Closing Disclosure – A five (5) page form that provides final details about the mortgage loan you have selected. It includes the loan terms, your projected monthly payments, and how much you will pay in fees and other costs to get your mortgage (closing costs). The lender is required to give you the Closing Disclosure at least three business days before you close on the mortgage loan. This three-day window allows you time to compare your final terms and costs to those estimated in the Loan Estimate that you previously received from the lender. The three days also gives you time to ask your lender any questions before you go to the closing table.
Closing statement – The document detailing the final financial arrangement between a buyer and seller and the costs paid by each.

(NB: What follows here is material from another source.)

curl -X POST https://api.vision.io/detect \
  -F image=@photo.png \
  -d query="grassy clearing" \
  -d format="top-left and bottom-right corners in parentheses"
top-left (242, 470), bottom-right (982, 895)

Co-borrower – Any borrower other than the first borrower whose name appears on the application and mortgage note, even when that person owns the property jointly with the first borrower and shares liability for the note.

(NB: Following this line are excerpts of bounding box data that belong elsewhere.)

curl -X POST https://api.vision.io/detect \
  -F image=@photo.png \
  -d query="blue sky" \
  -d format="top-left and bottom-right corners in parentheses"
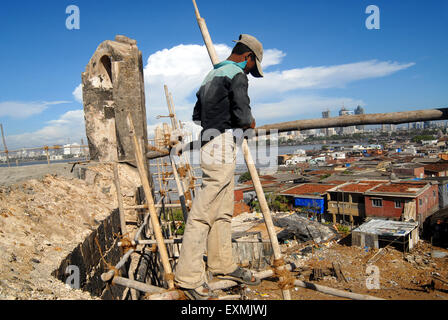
top-left (0, 0), bottom-right (448, 148)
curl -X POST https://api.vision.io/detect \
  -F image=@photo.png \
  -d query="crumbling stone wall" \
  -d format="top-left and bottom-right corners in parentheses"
top-left (82, 35), bottom-right (148, 162)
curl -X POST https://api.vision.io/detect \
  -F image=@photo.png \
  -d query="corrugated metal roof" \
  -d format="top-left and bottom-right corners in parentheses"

Comparable- An abbreviation for “comparable properties,” which are used as a comparison in determining the current value of a property that is being appraised.
Commission – The fee charged for services performed, usually based on a percentage of the price of the items sold (such as the fee a real estate agent earns on the sale of a house).
Commitment Letter – A binding offer from your lender that includes the amount of the mortgage, the interest rate, and repayment terms.
Common Areas – Those portions of a building, land, or improvements and amenities owned by a planned unit development (PUD) or condominium project’s homeowners’ association (or a cooperative project’s cooperative corporation) that are used by all of the unit owners, who share in the common expenses of their operation and maintenance. Common areas include swimming pools, tennis courts, and other recreational facilities, as well as common corridors of buildings, parking areas, means of ingress and egress, etc.
Comparables – An abbreviated term used by appraisers to describe properties which are similar in size, condition, location and amenities to a subject property whose value is being determined. The Uniform Standards of Professional Appraisal Practice (USPAP) establish clear guidelines for determining a comparable property.
Concession – Something given up or agreed to in negotiating the sale of a house. For example, the sellers may agree to help pay for closing costs.
Condominium – A unit in a multiunit building. The owner of a condominium unit owns the unit itself and has the right, along with other owners, to use the common areas but does not own the common elements such as the exterior walls, floors and ceilings or the structural systems outside of the unit; these are owned by the condominium association. There are usually condominium association fees for building maintenance, property upkeep, taxes and insurance on the common areas and reserves for improvements.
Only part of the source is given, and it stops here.